In the film four men vie for the love of a beautiful and intriguing young woman named Garance (Arletty)--I write the word “young” wondering exactly how young she is supposed to be—she could have been 40—Arletty herself was 47 when the film was released). She is beautiful, but also mysterious. Only as we see more of her do we realize how corrupt, corrupted and corrupting she is (in part 2, she becomes less a mystery and more an unrequited lover). The film brims over with good acting and overacting, and much of the latter relates to the carnival in which many characters play a part. Everyone overacts. Even the carnival’s proprietor, full of extreme emotion, overacts, constantly throwing comical tantrums and fining actors for mistakes or misbehavior on stage. In one great scene one carnival performer offends another on stage during the middle of a performance. They begin to fight and the entire cast and crew storm in to engage in the battle.

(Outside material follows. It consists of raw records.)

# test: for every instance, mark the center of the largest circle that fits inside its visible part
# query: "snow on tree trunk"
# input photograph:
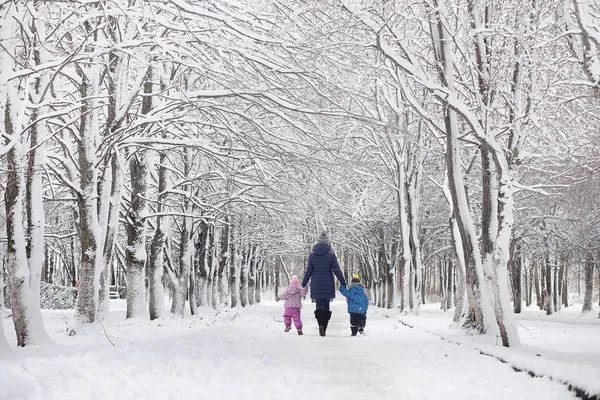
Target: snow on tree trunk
(22, 298)
(89, 226)
(413, 208)
(135, 252)
(234, 280)
(156, 304)
(185, 260)
(258, 288)
(110, 208)
(505, 317)
(202, 269)
(405, 234)
(224, 259)
(588, 284)
(247, 254)
(252, 276)
(548, 276)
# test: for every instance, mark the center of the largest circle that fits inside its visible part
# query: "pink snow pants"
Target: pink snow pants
(292, 313)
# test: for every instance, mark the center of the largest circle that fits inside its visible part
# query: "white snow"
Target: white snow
(244, 353)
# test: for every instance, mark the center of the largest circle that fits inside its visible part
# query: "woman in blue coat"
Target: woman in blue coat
(322, 265)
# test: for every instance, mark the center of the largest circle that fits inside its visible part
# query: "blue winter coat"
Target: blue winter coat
(358, 302)
(322, 264)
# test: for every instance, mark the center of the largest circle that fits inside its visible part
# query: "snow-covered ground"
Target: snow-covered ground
(244, 354)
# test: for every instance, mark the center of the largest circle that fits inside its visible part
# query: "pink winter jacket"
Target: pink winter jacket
(293, 296)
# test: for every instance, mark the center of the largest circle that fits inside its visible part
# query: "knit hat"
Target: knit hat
(294, 281)
(323, 238)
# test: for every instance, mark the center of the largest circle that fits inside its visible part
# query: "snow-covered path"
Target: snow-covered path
(246, 355)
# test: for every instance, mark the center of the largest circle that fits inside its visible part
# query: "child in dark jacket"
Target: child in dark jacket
(358, 303)
(293, 295)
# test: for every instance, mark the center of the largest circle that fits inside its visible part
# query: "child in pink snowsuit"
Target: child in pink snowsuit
(293, 295)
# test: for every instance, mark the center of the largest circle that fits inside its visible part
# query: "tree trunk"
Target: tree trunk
(234, 288)
(24, 273)
(588, 284)
(111, 225)
(202, 268)
(259, 268)
(449, 283)
(245, 257)
(517, 271)
(89, 226)
(549, 303)
(135, 253)
(156, 304)
(224, 259)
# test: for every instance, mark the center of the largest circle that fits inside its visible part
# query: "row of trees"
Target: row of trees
(200, 147)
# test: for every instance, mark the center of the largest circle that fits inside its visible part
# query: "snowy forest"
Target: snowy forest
(184, 154)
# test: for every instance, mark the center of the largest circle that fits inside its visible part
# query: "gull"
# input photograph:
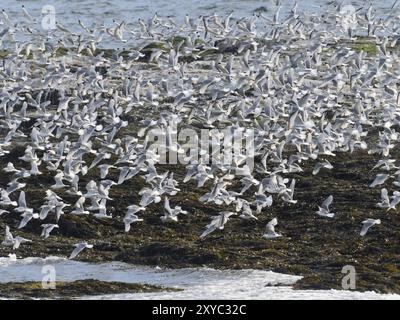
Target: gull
(379, 179)
(8, 238)
(368, 224)
(10, 168)
(270, 230)
(132, 209)
(323, 210)
(288, 193)
(78, 248)
(389, 203)
(14, 186)
(5, 199)
(27, 216)
(79, 208)
(26, 14)
(104, 168)
(47, 229)
(244, 207)
(322, 165)
(18, 241)
(217, 223)
(58, 179)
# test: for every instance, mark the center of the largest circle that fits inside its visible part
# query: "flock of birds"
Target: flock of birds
(294, 79)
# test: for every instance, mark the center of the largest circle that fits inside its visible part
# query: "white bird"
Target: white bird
(26, 217)
(217, 223)
(323, 210)
(47, 229)
(78, 248)
(8, 238)
(368, 224)
(270, 230)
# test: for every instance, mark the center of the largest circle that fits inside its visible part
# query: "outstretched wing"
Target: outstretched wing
(21, 199)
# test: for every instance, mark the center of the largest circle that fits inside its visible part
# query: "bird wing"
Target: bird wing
(8, 237)
(21, 200)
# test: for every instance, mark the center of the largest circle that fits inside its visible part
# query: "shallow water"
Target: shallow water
(195, 282)
(104, 11)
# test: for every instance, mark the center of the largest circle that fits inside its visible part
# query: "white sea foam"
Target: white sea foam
(204, 283)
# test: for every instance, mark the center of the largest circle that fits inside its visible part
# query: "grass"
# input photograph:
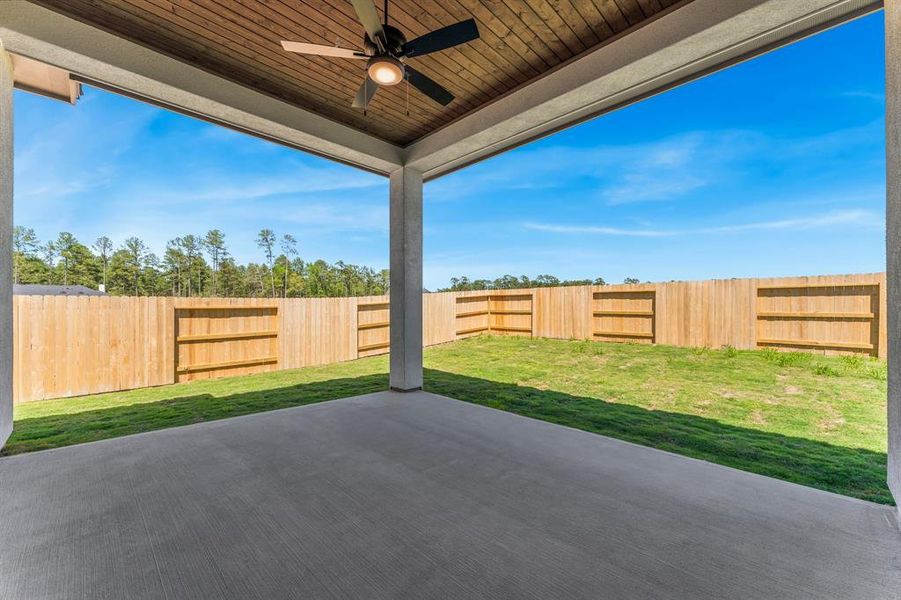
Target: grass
(815, 420)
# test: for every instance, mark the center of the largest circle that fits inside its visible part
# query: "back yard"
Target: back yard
(815, 420)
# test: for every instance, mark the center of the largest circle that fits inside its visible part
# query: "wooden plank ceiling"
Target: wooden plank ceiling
(240, 40)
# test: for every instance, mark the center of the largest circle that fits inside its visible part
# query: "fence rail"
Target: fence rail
(69, 346)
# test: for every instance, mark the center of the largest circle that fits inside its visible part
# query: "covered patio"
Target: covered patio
(415, 495)
(404, 493)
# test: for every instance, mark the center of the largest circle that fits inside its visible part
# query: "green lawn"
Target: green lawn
(814, 420)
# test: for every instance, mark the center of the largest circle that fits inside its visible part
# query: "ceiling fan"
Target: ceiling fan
(386, 50)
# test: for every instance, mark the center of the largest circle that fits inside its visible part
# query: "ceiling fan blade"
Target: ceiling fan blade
(441, 39)
(365, 93)
(369, 17)
(320, 50)
(428, 87)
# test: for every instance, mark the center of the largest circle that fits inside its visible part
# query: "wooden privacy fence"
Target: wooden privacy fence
(69, 346)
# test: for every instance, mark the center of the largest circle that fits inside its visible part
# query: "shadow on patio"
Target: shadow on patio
(850, 471)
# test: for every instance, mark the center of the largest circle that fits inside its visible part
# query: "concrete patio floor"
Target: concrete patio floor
(419, 496)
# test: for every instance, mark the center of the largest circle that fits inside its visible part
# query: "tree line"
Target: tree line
(512, 282)
(191, 265)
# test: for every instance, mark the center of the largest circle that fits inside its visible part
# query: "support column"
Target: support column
(6, 227)
(406, 280)
(893, 237)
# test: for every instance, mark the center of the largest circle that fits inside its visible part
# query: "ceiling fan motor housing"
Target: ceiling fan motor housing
(395, 42)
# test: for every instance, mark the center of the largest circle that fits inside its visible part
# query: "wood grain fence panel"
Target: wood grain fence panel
(65, 346)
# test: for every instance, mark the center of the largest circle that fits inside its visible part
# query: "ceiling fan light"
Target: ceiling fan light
(385, 70)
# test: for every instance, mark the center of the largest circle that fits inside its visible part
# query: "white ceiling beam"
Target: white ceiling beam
(681, 45)
(98, 57)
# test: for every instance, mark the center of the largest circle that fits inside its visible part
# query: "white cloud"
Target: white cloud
(840, 218)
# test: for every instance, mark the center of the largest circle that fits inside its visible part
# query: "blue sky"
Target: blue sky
(774, 167)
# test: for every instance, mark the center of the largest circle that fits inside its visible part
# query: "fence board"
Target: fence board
(67, 346)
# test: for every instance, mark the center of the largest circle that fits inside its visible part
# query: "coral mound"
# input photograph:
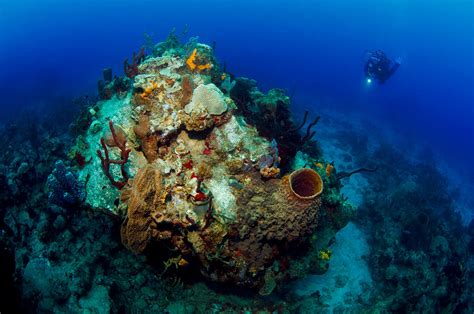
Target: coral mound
(207, 191)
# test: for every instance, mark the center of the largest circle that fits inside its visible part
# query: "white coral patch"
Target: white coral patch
(223, 199)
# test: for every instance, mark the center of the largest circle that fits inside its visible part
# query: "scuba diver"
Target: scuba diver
(379, 67)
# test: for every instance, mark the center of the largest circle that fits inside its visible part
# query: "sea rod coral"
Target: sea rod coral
(197, 186)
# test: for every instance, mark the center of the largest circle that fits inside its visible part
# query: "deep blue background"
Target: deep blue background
(314, 48)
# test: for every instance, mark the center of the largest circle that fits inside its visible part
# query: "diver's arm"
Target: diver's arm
(394, 67)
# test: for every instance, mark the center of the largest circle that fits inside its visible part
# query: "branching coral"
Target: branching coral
(121, 143)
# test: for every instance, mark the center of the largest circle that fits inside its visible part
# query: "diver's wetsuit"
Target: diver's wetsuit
(379, 67)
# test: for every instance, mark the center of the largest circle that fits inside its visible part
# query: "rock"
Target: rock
(209, 97)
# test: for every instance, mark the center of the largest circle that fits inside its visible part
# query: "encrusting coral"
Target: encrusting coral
(208, 189)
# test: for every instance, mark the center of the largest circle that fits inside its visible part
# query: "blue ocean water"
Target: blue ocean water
(314, 49)
(55, 50)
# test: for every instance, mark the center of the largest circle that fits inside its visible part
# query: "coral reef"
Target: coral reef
(62, 258)
(64, 188)
(118, 139)
(208, 190)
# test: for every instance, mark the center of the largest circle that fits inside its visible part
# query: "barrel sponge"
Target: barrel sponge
(142, 197)
(305, 183)
(207, 96)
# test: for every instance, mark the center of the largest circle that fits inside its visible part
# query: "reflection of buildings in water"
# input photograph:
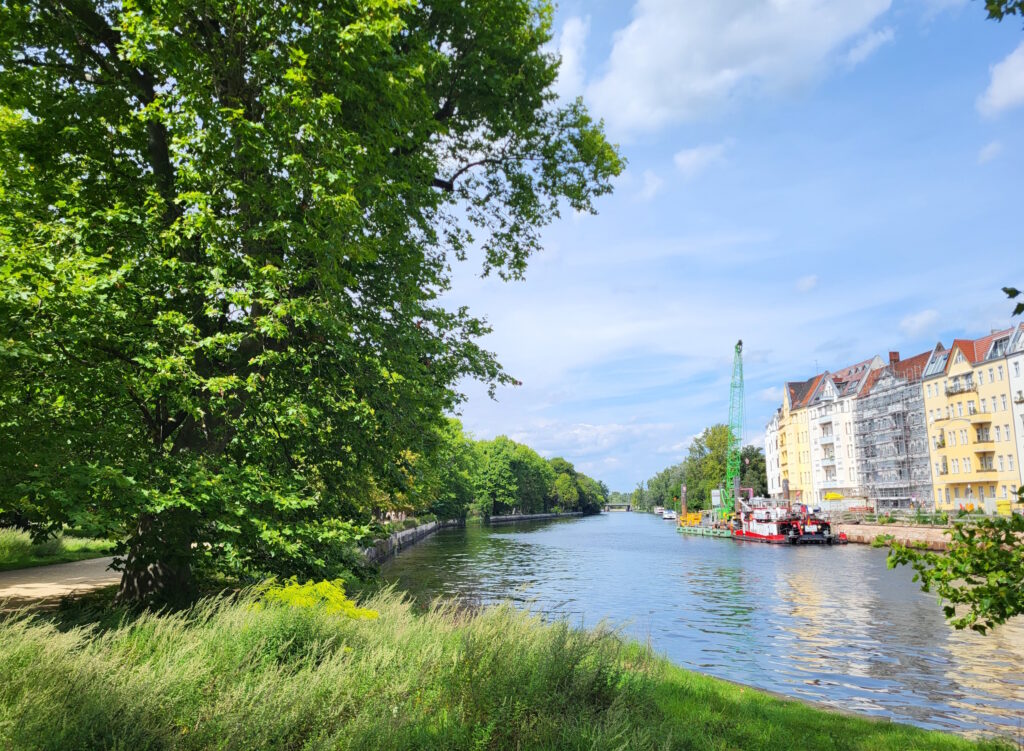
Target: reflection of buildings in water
(990, 669)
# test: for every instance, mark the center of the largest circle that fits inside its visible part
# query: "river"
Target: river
(828, 624)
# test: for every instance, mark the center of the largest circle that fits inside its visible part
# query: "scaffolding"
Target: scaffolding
(892, 442)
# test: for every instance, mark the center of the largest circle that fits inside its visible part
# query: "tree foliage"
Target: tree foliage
(981, 576)
(514, 478)
(223, 231)
(701, 471)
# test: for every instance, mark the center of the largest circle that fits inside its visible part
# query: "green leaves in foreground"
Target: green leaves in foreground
(224, 232)
(980, 578)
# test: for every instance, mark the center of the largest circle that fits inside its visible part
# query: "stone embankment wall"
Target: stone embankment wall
(933, 537)
(528, 517)
(384, 549)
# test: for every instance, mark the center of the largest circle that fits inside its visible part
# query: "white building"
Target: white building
(773, 466)
(832, 415)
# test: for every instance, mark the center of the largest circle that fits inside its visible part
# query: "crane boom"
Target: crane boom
(733, 464)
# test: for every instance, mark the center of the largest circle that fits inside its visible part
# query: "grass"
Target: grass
(17, 550)
(230, 674)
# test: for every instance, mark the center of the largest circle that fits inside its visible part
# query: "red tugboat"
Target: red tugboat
(795, 526)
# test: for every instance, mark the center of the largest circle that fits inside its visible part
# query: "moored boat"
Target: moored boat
(793, 526)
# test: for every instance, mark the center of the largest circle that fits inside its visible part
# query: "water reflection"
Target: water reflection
(833, 625)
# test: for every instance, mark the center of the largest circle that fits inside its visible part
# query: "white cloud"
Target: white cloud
(571, 45)
(867, 45)
(692, 162)
(1006, 87)
(651, 185)
(680, 60)
(806, 284)
(989, 152)
(919, 323)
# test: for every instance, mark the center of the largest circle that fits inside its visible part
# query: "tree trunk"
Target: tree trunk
(158, 568)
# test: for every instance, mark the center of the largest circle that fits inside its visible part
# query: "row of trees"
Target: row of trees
(224, 231)
(496, 476)
(701, 471)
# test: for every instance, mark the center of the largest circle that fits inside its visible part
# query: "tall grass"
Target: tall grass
(17, 550)
(229, 674)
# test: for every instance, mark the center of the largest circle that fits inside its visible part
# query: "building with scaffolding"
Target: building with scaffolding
(891, 435)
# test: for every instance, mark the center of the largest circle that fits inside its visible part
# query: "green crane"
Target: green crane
(733, 465)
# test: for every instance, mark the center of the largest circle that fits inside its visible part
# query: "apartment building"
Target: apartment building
(973, 444)
(1015, 366)
(792, 431)
(891, 435)
(830, 409)
(772, 461)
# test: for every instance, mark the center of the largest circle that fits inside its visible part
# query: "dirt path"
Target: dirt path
(47, 582)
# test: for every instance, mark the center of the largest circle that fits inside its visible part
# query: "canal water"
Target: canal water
(827, 624)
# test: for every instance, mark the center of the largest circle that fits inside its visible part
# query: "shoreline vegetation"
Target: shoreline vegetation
(18, 551)
(302, 666)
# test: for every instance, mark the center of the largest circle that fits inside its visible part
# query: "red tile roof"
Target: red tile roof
(912, 367)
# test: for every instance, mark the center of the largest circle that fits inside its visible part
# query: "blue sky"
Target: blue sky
(826, 179)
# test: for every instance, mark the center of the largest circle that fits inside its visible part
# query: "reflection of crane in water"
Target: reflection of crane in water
(733, 464)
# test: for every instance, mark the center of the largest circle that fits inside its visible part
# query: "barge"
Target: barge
(766, 523)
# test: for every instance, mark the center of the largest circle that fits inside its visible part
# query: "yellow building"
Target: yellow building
(796, 466)
(971, 430)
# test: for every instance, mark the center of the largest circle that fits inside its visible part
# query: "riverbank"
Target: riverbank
(381, 550)
(237, 674)
(508, 518)
(932, 538)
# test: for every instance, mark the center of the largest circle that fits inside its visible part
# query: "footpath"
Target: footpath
(52, 582)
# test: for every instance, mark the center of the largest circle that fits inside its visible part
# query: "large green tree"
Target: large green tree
(223, 228)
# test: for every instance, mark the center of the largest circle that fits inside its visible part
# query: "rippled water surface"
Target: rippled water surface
(833, 625)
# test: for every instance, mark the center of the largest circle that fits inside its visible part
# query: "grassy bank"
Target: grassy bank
(235, 675)
(17, 550)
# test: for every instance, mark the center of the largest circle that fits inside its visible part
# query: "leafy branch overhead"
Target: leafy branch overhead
(224, 230)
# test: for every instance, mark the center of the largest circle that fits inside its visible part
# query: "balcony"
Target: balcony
(953, 388)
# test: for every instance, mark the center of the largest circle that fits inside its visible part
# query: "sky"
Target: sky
(824, 179)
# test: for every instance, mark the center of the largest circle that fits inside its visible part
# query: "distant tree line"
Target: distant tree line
(498, 476)
(701, 471)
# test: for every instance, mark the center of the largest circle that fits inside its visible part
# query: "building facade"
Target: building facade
(973, 446)
(830, 410)
(1015, 366)
(772, 464)
(891, 436)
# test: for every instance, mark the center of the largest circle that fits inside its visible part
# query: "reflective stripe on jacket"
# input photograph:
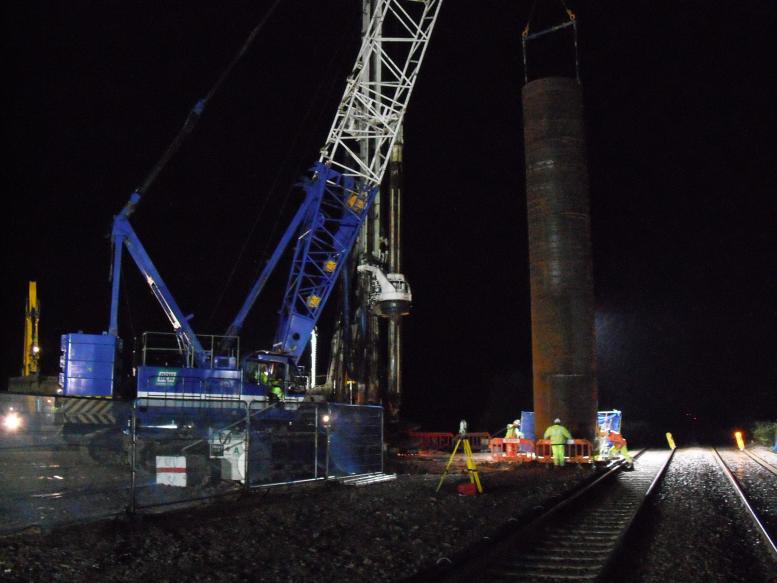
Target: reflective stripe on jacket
(558, 434)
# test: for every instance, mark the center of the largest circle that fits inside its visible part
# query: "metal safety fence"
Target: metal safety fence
(66, 460)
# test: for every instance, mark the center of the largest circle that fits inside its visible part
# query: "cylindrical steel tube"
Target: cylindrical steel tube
(562, 304)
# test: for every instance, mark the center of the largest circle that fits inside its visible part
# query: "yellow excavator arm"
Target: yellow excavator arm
(31, 347)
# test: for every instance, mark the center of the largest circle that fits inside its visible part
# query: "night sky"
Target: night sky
(681, 113)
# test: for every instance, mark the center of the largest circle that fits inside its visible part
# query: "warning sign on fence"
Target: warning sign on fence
(171, 470)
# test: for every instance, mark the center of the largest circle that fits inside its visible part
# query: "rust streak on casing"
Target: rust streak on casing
(562, 303)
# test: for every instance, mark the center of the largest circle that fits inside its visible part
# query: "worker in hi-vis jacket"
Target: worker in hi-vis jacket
(619, 447)
(558, 435)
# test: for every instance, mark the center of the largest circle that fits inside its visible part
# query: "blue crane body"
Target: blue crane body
(180, 368)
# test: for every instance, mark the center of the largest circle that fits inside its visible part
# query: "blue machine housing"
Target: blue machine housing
(87, 364)
(167, 382)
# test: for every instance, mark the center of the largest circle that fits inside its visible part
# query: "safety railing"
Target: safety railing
(67, 459)
(444, 441)
(433, 440)
(579, 451)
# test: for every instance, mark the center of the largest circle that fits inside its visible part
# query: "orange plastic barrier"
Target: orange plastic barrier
(576, 451)
(517, 450)
(434, 439)
(479, 441)
(580, 451)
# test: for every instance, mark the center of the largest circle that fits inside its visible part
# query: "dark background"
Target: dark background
(681, 116)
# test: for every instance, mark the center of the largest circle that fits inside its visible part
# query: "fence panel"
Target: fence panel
(286, 444)
(355, 440)
(187, 450)
(62, 460)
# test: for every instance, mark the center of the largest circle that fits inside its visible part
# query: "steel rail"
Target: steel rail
(759, 460)
(770, 544)
(477, 560)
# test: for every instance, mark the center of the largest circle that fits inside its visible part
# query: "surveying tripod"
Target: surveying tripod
(472, 469)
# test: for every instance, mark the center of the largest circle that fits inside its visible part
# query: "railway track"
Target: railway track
(754, 480)
(574, 540)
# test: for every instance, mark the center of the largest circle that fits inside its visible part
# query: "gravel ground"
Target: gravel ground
(382, 532)
(696, 529)
(759, 485)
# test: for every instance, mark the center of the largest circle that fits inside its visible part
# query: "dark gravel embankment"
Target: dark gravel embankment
(696, 529)
(382, 532)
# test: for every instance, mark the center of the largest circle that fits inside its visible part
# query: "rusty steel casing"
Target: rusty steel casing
(562, 301)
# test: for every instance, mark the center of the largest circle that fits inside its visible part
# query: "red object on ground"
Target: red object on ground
(468, 489)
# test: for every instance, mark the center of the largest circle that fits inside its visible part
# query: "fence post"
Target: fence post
(328, 428)
(382, 445)
(247, 468)
(315, 444)
(133, 453)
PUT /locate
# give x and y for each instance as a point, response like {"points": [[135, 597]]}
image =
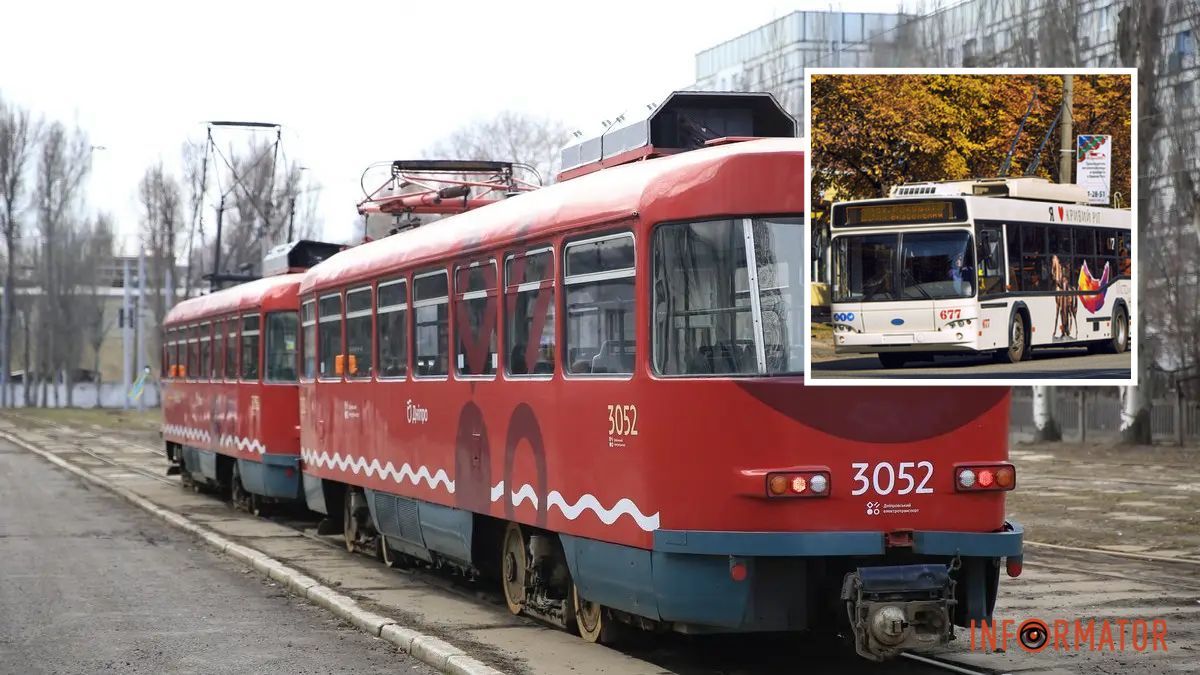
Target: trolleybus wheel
{"points": [[349, 521], [513, 567], [1018, 346], [893, 359], [594, 623], [1120, 341]]}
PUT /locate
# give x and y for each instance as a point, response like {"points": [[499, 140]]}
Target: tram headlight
{"points": [[978, 478], [798, 484]]}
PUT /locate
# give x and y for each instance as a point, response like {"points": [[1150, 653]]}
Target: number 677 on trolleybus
{"points": [[997, 266]]}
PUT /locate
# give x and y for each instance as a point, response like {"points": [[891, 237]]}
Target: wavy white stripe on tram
{"points": [[587, 502], [384, 471]]}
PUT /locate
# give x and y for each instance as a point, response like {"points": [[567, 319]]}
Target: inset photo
{"points": [[972, 226]]}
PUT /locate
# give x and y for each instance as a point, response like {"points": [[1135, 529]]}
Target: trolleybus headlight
{"points": [[778, 484], [985, 477]]}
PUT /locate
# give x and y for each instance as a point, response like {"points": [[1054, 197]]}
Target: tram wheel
{"points": [[594, 622], [349, 520], [513, 567]]}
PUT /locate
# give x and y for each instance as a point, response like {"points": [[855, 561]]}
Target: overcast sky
{"points": [[352, 82]]}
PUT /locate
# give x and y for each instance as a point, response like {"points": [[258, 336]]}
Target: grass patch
{"points": [[132, 419]]}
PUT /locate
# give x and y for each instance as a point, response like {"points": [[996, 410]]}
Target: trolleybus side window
{"points": [[990, 258], [250, 347], [391, 328], [329, 335], [529, 288], [205, 351], [358, 333], [309, 317], [475, 321], [711, 280], [282, 332], [431, 328], [219, 350], [231, 328], [599, 302]]}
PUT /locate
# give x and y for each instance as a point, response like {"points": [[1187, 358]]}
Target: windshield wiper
{"points": [[909, 275]]}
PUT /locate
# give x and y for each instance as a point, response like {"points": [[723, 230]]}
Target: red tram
{"points": [[231, 411], [594, 393]]}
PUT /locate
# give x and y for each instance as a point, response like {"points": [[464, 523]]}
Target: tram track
{"points": [[676, 653]]}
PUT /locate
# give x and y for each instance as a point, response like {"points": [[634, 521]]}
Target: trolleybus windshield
{"points": [[910, 266]]}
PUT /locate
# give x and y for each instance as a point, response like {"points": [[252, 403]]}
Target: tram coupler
{"points": [[899, 608]]}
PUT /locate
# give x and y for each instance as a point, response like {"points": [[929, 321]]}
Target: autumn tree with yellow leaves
{"points": [[874, 131]]}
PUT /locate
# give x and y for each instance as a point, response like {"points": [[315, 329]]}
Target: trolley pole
{"points": [[1043, 396], [141, 326], [126, 339]]}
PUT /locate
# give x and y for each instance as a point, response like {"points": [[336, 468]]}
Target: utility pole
{"points": [[126, 339], [1043, 396], [141, 326]]}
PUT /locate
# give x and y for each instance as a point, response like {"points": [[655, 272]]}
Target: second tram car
{"points": [[993, 266]]}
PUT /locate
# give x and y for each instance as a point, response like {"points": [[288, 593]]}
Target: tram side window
{"points": [[309, 320], [1125, 252], [231, 328], [529, 288], [282, 330], [358, 333], [475, 328], [193, 352], [431, 310], [391, 327], [705, 297], [599, 282], [250, 347], [205, 351], [329, 335]]}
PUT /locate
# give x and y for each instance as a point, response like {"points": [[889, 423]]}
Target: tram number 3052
{"points": [[882, 478]]}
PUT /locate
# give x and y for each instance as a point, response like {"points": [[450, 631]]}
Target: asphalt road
{"points": [[90, 584], [1057, 363]]}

The center of the film is the pierrot character, Baptiste Debureau (Jean-Louis Barrault) son of the carnival owner, a romantic, anxious, willowy mime who falls passionately in love with Garance. At least in part one of the film (“Boulevard du Crime”), she never shows emotion, except when she is accused of thievery. When Baptiste has the chance to make love to her and instead flees the scene, she chooses the next man who comes along to sleep with for the evening. Baptiste believes in love as an eternal commitment while Garance views it as a matter of the moment. The other men vying for her attention see love as a commodity, a goal, moment of mastery, a means to some end. Only Baptiste is the true romantic.
Baptiste suffers magnificently. His face, whether made up or not, is a perfect emblem of suffering and sorrow, except in those few moments when he thinks he might win Garance’s love. As the film moves forward, his suffering gradually wears him down, to the point where he attempts suicide in a montage series of scenes that might be part of his dramatic performances or might be real. When he plays the figure of a pierrot, his suffering, formally stylized, still seems real. When he suffers out of character, it is even more real. He acts with his eyes. He is a fascinating figure, and Jean-Louis Barrault’s acting in this role was the film’s best element. Arletty as Garance is fascinating in a different way. She plays the unattainable, marble beauty. All men are attracted to her, but she keeps her own counsel, picking and casting off as she chooses. In one scene she plays a statue. Baptiste’s pierrot figure pays passionate court to her, but she never reacts. Only when another man woos her, clearly a conniving man of the world, does she react, come to life, and leave with him. This is one of the messages of the film, the dangers of idealization, of romanticism, though the film itself is intensely romantic.
Part two of the film, “The Man in White”) occurs some years after part one. Pierrot, accepting the loss of Garance, has married and is the father of a son. He appears to be happy with his family. He’s also famous for his acting. Garance returns to Paris and secretly attends his performances. After all, it turns out, she really does love him. When they are briefly reunited, Baptiste is perfectly content to leave his son and wife behind. After meeting Baptiste’s wife and child, Garance rides away in a carriage, with Baptiste chasing after her. There the film ends. To bring a close to the film by having a firm conclusion, one in which Baptiste leaves with Garance or remains with his family would violate the principle of motion that energizes the film.